Now looking at SNPs and their impact: repeat same analysis for the SNP. That does appear to be significant(?)
OK, so now use BayesTraits to re-estimate rates of clearance controlling for host genotype. See a significant impact.
Title from the evolutionary fate and consequences of duplicate genes (Lynch and Conory, Science 200) ENCODE annotations: 2013. Example of 67 BP that is identical between two sites on chromosome 1.
Today: quantify how often it occurs. Self-alignment -> match length distribution. See lots more than one would expect.
Many transposable elements matching– eg Alu and Lines. What is left is segmental duplication.
Two components: random matching is linear, and the second one is a power law. Exponent of power law is -3 (Gao and Miller, 2011).
Big segmental duplication is like one stick. Then we randomly introduce mutations (mis-matches) which break the stick. This is stick-breaking process (Kuhn 1930. Ziff and McGrady, 1985, wrote down differential equation describing dynamics.
Say we have duplications appearing with a given rate, and being split at a certain rate. Stationary process -> can derive the distribution of stick lengths. See power law!
Central assumption of time homogeneity allows us to do Felsenstein recursion.

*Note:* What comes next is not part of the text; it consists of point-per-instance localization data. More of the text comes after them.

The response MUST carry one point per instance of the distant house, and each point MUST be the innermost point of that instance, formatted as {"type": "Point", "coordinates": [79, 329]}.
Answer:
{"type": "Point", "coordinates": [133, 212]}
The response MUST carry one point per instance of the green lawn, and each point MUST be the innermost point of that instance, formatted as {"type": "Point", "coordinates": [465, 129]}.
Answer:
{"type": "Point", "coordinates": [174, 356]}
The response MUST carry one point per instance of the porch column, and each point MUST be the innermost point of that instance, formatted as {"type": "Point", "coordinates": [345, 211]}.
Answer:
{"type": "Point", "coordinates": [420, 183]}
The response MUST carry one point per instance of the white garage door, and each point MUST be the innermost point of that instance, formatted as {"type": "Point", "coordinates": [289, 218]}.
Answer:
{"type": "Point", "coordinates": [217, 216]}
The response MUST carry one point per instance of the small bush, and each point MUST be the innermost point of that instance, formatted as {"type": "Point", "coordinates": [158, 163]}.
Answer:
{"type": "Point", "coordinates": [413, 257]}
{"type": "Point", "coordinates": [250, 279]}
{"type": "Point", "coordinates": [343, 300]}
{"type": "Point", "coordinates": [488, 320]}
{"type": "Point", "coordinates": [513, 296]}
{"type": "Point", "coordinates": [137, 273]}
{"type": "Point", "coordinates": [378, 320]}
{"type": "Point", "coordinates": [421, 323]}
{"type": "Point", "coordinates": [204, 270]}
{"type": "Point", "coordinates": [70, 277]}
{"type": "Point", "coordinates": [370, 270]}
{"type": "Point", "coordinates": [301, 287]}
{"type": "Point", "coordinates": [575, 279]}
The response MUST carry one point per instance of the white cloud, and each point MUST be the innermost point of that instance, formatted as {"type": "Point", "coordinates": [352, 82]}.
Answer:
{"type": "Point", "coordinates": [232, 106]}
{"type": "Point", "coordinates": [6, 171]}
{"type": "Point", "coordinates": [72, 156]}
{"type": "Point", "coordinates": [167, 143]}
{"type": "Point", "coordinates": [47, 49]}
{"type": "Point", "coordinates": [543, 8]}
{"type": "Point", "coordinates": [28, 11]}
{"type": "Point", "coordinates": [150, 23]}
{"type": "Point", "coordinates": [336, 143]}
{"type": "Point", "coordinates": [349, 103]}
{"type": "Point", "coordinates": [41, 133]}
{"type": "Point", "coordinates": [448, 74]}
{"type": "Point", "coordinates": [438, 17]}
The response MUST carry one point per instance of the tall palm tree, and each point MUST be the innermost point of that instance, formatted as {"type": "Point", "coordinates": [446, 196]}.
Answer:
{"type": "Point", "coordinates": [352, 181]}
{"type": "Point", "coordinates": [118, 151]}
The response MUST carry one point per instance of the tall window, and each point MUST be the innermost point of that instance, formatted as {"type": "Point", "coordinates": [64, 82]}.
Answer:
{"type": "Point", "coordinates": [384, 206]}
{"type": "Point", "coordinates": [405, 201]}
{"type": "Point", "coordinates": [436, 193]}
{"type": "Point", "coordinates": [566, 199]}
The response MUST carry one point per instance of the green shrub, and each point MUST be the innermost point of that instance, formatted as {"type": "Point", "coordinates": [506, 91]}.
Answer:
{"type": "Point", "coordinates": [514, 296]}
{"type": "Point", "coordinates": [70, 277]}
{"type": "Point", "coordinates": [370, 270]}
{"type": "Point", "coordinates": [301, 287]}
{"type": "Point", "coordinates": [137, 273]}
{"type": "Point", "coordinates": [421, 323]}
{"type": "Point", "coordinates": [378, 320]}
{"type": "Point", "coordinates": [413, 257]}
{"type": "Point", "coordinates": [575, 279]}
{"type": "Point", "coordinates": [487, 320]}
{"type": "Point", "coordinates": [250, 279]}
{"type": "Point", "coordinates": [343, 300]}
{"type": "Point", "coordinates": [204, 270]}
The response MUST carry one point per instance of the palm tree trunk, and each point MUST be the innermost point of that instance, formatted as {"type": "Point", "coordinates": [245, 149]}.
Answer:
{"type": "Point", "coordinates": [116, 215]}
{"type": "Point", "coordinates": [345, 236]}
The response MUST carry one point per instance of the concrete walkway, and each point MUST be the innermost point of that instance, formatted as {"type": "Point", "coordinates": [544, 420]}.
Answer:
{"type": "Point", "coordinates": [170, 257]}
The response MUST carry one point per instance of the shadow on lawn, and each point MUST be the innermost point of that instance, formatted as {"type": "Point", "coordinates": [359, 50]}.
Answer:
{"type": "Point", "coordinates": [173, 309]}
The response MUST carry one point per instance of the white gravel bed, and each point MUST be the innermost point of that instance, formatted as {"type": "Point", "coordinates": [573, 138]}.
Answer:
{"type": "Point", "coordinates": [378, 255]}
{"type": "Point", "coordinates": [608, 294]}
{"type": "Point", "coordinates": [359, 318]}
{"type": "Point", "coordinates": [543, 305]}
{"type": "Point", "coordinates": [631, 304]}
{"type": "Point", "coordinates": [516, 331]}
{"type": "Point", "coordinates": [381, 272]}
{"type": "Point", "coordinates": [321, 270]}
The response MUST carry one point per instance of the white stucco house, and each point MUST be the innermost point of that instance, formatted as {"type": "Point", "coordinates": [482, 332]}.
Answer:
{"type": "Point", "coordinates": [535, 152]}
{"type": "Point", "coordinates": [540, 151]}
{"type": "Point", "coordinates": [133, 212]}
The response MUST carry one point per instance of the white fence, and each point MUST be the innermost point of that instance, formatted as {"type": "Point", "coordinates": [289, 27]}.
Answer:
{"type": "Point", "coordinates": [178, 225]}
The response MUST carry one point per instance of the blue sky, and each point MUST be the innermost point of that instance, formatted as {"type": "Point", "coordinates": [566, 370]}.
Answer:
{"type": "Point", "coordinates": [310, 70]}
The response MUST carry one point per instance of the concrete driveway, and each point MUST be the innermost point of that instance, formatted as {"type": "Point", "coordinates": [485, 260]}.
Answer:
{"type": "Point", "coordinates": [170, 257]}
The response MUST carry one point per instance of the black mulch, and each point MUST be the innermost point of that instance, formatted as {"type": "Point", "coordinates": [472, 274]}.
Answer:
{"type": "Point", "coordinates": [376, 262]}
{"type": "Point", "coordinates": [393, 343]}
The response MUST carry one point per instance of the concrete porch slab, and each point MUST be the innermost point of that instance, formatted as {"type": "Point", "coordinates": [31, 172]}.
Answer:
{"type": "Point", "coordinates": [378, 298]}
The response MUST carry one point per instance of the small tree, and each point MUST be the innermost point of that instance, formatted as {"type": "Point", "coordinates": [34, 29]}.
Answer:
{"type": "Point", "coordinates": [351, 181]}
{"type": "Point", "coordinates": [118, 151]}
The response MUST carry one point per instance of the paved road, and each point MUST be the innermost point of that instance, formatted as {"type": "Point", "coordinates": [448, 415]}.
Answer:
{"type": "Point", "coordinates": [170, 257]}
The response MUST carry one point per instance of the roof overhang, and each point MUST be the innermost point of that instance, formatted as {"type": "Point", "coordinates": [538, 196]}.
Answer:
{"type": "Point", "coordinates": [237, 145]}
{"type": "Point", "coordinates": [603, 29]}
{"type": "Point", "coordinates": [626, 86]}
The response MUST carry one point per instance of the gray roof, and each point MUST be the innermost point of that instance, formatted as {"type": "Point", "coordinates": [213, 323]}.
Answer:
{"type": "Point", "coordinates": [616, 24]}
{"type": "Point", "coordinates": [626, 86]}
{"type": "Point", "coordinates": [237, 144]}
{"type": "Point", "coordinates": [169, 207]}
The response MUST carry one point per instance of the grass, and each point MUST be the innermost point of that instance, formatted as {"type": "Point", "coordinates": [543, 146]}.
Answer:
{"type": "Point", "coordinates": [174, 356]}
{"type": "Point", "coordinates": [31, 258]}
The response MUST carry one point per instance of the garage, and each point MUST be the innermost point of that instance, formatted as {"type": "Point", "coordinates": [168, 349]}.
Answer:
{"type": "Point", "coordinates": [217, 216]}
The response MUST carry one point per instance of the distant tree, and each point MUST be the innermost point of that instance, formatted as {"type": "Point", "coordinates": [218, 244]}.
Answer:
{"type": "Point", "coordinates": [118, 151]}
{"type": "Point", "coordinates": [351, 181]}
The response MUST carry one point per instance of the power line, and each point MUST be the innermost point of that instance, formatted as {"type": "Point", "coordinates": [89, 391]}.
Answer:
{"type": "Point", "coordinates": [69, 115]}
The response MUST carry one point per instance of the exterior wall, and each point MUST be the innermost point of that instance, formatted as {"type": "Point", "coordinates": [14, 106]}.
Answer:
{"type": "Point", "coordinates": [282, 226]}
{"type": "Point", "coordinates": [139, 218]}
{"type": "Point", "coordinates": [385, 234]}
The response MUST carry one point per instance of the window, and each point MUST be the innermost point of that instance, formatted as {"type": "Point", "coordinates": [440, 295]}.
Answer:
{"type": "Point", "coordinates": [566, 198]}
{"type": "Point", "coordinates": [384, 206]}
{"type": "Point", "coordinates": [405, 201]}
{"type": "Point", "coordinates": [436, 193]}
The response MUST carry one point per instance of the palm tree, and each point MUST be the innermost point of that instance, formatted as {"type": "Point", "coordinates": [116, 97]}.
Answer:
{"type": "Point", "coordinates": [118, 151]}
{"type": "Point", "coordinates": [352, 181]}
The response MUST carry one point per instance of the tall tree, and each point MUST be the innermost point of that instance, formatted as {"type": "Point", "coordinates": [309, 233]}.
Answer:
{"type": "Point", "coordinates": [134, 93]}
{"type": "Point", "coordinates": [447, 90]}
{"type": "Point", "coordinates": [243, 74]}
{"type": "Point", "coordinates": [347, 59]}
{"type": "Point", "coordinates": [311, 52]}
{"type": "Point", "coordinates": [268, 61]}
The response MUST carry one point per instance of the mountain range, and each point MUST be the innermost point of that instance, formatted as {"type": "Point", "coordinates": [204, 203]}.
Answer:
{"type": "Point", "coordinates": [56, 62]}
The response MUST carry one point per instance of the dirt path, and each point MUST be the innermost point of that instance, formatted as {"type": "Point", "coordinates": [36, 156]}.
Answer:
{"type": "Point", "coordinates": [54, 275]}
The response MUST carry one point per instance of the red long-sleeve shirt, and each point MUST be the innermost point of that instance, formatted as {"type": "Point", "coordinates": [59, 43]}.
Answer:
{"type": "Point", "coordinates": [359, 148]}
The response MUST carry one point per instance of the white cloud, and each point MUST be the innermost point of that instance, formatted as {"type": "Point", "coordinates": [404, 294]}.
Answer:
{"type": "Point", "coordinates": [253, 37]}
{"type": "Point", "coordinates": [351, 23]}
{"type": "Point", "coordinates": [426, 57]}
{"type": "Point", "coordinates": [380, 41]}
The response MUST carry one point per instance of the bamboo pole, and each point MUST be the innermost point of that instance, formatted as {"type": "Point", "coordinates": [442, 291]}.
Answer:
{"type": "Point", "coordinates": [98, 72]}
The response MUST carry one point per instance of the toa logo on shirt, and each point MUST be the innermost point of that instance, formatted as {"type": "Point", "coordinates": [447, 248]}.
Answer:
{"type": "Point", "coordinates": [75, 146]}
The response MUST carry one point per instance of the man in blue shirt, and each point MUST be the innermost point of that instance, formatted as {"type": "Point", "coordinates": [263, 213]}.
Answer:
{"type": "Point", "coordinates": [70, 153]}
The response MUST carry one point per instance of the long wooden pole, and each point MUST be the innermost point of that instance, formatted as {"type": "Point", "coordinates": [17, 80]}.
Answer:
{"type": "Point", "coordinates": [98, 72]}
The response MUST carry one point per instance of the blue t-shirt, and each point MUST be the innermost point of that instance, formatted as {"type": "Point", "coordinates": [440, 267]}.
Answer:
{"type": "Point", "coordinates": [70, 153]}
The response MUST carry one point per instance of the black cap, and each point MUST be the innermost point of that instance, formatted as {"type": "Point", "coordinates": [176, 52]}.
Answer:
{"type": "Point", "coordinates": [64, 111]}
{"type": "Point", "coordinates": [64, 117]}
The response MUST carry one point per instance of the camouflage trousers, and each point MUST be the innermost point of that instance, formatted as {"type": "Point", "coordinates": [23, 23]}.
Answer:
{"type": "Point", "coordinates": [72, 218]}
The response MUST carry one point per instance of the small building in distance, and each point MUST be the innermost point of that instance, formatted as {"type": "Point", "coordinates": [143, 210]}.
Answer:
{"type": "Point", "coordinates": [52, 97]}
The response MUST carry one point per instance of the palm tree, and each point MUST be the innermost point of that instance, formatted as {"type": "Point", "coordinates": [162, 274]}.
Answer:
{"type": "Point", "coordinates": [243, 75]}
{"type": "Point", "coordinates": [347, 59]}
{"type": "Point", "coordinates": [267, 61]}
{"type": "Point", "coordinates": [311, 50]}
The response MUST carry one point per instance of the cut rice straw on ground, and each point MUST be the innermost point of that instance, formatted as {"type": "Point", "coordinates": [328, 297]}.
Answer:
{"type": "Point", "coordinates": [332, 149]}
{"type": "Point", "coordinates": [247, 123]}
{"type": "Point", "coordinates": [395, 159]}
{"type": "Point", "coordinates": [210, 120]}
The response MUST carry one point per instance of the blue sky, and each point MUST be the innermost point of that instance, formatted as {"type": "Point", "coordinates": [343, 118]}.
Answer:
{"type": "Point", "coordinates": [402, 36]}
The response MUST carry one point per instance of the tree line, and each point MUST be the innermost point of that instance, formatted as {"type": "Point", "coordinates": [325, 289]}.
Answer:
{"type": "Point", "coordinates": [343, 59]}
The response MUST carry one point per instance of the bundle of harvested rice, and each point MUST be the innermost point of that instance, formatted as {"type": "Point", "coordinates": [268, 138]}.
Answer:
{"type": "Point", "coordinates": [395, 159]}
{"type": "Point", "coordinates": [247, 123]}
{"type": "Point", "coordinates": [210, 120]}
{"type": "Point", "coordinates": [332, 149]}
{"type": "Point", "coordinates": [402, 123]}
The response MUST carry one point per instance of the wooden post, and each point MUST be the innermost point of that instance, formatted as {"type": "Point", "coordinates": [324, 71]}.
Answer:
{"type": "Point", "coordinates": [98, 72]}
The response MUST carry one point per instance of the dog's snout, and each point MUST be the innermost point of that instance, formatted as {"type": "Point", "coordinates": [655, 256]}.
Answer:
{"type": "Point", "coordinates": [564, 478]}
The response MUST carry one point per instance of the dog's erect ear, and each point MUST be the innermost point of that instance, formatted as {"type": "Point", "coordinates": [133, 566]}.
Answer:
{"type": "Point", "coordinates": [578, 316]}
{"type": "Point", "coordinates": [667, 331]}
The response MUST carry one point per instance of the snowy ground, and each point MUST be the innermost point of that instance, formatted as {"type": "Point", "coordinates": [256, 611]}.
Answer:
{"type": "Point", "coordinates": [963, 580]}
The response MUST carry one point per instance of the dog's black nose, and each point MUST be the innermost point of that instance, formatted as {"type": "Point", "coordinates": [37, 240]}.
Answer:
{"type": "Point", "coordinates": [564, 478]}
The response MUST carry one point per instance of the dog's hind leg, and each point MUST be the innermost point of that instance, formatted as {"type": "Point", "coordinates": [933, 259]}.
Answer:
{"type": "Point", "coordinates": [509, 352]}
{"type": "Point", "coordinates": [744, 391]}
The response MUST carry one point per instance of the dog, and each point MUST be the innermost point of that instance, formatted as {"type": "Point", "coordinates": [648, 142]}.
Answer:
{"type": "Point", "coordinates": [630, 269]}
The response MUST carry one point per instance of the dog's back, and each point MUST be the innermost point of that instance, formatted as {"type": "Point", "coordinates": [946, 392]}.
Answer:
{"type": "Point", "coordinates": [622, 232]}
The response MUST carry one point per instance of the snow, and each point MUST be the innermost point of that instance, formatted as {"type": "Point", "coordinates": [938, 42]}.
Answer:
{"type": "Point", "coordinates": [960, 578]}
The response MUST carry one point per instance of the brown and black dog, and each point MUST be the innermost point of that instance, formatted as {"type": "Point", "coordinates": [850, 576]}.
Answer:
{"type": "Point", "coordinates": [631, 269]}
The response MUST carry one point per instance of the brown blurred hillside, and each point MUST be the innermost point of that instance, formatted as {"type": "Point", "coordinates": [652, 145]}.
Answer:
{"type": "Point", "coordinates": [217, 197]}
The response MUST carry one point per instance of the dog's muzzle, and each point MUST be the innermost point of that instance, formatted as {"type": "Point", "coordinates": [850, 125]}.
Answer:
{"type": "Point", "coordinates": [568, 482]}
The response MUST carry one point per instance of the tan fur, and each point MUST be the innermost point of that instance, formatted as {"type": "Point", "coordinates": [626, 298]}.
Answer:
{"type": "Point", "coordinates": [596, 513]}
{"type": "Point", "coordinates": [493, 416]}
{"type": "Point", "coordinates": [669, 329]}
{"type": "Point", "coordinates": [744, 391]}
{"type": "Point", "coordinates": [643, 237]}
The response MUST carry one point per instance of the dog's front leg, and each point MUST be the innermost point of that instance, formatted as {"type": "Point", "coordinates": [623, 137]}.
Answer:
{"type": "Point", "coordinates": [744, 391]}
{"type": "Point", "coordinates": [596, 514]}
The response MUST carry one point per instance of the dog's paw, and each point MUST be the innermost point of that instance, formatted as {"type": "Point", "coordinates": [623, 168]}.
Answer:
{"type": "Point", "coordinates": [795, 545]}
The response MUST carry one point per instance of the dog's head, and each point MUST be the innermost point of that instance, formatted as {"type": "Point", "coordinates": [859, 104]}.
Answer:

For an epoch model we can just split an edge in two and then multiply the two matrices. Use fine-scale parallelization to multiply matrices, and coarse-grain parallelization to calculate around the tree.
Re-analyze Shankarappa et al (1999) data set. Slowed down rate of evolution for HIV.
Run two-epoch discretization with separate GY94. See significant plots, and Bayes factors. Also support immune relaxation is supported from omega being greater than one.
Seasonal circulation of flu. Use Bayesian stochastic search variable selection (Lemey et al 2009) to look for differences in terms of seasonality.
Two types of interactions: structural ones (e.g. polymerases). Functional ones (e.g. between HA and NA in that HA needs a good NA in order to be fit).
We are going to be looking for statistical signatures. NA drugs have been in use since 1999. Experiments have shown that oseltamivir-resistant NA are less fit, but there has been a rapid increase in drug resistance. Possible explanations: permissive mutations in NA, or hitch-hiking.
H1N1 seasonal data, sub-sampled to 3 per country.
Have to be careful about founder effect, which will look like epistasis. Have to take tree into account. Want to look for independent introduction of double mutations– “mapping method”. Second method to look for mutations that happen in quick succession– “modeling method”.
Reconstruct ancestral sequences, and apply mapping method. See some mutations, but can’t rule out multiple testing. Not a lot of signal to use.
Next, modeling method. Use likelihood ratio test for the coevolution Use ACE package in R on simulated data, as well as BEAST. Can find signal when put it in simulations.
Find NA222 and NA 344– permissive mutations.